Russia and INF

As someone who thinks that strategic nuclear issues don’t get enough attention, I was glad to see “Jane raise the issue”: of Russia’s position vis a vis the “INF Treaty”:

Anyway, ACA issued a “press release”: about the issue:

“The White House and congressional leaders should urge Russia not to abandon the INF Treaty,” Kimball recommended. He also encouraged the U.S. and Russian governments to “engage in talks to accelerate the drawdown of their strategic nuclear weapons and to account for and eliminate their tactical nuclear weapons arsenals.” The size and security of Russia’s tactical nuclear arms holdings are unknown, while the United States deploys roughly 480 tactical nuclear weapons in Europe.

In addition, the 1991 Strategic Arms Reduction Treaty (START) is set to expire in December 2009. If START lapses and Russia scuttles the INF Treaty, the sole agreement left to restrict U.S. and Russian nuclear force levels would be the 2002 Strategic Offensive Reductions Treaty. This agreement lacks verification provisions and its ceiling of 2,200 operationally deployed strategic warheads expires in December 2012. The United States currently claims to operationally deploy approximately 3,900 strategic warheads, and it keeps thousands of additional warheads in reserve. Russia fields some 4,300 strategic warheads, according to its latest accounting under START.

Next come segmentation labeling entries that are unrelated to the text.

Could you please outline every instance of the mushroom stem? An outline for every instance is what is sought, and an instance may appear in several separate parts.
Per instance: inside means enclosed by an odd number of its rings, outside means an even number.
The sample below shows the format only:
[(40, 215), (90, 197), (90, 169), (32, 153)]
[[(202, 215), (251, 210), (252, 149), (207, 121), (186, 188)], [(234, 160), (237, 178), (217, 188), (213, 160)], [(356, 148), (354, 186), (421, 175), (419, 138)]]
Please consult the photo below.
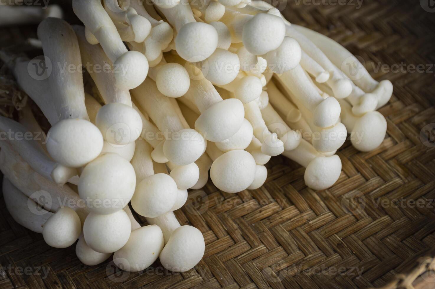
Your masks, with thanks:
[[(77, 174), (75, 169), (52, 161), (40, 143), (28, 138), (32, 135), (32, 133), (19, 123), (0, 116), (0, 131), (5, 135), (9, 132), (14, 134), (0, 142), (0, 146), (2, 149), (6, 146), (11, 148), (23, 158), (32, 169), (48, 180), (63, 186), (70, 178)], [(20, 135), (22, 136), (18, 136)]]
[(301, 26), (294, 25), (292, 27), (317, 45), (364, 92), (376, 95), (378, 100), (377, 109), (388, 102), (393, 92), (393, 86), (389, 80), (379, 83), (373, 79), (357, 57), (331, 38)]
[(54, 214), (29, 199), (5, 176), (3, 177), (2, 189), (6, 209), (15, 222), (31, 231), (42, 234), (44, 224)]
[(56, 96), (52, 100), (60, 119), (88, 120), (83, 78), (79, 69), (82, 64), (80, 50), (74, 30), (64, 20), (47, 18), (38, 27), (38, 37), (44, 56), (51, 62), (48, 82), (52, 95)]

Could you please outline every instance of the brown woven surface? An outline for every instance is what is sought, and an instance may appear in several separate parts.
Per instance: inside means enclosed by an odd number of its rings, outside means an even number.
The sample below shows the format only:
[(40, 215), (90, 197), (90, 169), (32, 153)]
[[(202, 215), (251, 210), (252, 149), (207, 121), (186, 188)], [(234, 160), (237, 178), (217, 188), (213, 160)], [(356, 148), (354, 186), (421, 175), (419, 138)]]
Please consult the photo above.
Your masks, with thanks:
[[(435, 148), (419, 138), (435, 123), (435, 13), (418, 0), (364, 0), (359, 9), (298, 3), (283, 11), (291, 22), (338, 40), (375, 78), (393, 82), (394, 95), (380, 110), (388, 124), (380, 147), (363, 153), (346, 142), (338, 153), (340, 179), (322, 192), (307, 188), (304, 169), (281, 157), (268, 165), (259, 189), (227, 194), (209, 182), (207, 198), (197, 192), (188, 201), (197, 209), (188, 204), (175, 212), (206, 244), (201, 262), (181, 274), (158, 262), (140, 274), (114, 270), (109, 261), (83, 265), (74, 246), (50, 247), (15, 223), (0, 200), (0, 264), (11, 266), (0, 270), (0, 288), (411, 288), (415, 279), (415, 288), (435, 287), (433, 275), (424, 273), (434, 269)], [(0, 30), (0, 47), (34, 37), (22, 30)], [(402, 61), (431, 72), (373, 71)]]

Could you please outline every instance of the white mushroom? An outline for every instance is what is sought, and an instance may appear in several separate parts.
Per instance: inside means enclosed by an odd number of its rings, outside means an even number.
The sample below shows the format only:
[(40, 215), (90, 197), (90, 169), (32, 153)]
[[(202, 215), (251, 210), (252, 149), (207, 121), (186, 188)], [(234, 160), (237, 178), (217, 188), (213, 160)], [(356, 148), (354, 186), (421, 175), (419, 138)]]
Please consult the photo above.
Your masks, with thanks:
[(205, 249), (201, 232), (191, 226), (175, 229), (160, 253), (162, 265), (174, 272), (185, 272), (194, 267)]
[(131, 231), (131, 223), (123, 210), (110, 215), (90, 213), (83, 225), (86, 244), (100, 253), (112, 253), (127, 242)]
[(33, 232), (42, 233), (44, 224), (54, 214), (29, 199), (4, 176), (2, 186), (6, 208), (15, 222)]
[(125, 73), (114, 73), (117, 85), (131, 89), (142, 83), (147, 73), (144, 69), (148, 66), (146, 57), (140, 52), (127, 50), (100, 0), (74, 0), (73, 10), (101, 44), (114, 69), (126, 69)]
[[(41, 22), (38, 36), (45, 56), (54, 64), (48, 82), (60, 120), (49, 131), (47, 150), (61, 164), (80, 167), (100, 154), (103, 139), (88, 121), (82, 73), (78, 69), (81, 60), (77, 38), (69, 24), (57, 18)], [(73, 65), (76, 69), (64, 71), (63, 64)]]
[(304, 179), (309, 187), (316, 190), (327, 189), (340, 176), (341, 161), (337, 155), (325, 156), (304, 140), (293, 150), (284, 151), (285, 156), (304, 166)]
[(374, 80), (358, 58), (334, 40), (319, 33), (298, 25), (294, 28), (317, 46), (331, 61), (341, 68), (351, 80), (364, 92), (376, 96), (376, 109), (388, 102), (393, 92), (393, 85), (388, 80), (380, 83)]
[(84, 237), (82, 236), (76, 245), (76, 255), (83, 264), (88, 266), (97, 265), (109, 259), (111, 253), (100, 253), (87, 246)]
[(83, 169), (78, 191), (91, 211), (111, 214), (128, 203), (136, 184), (136, 174), (130, 163), (117, 154), (106, 153)]
[(151, 266), (163, 249), (163, 234), (156, 225), (133, 230), (124, 246), (115, 252), (113, 261), (118, 268), (137, 272)]
[(61, 208), (44, 224), (42, 236), (48, 245), (67, 248), (74, 244), (81, 233), (81, 222), (74, 210)]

“Without the transparency and limits of the START and INF accords, the United States and Russia risk returning to the distrust, worst-case assumptions, and arms competition of the past,” warned Wade Boese, ACA research director.

“Russia’s overreaction to the possible fielding of up to 10 unproven U.S. missile interceptors already underscores the fragile state of U.S.-Russian security relations,” Boese stated.

He recommended that in addition to talks on extending START or its verification regime, “the former rivals should explore measures to address Russian concerns about any future stationing of U.S. anti-missile systems in Europe.” Boese concluded, “Such a process would be a much more constructive approach than carelessly scrapping the INF Treaty.”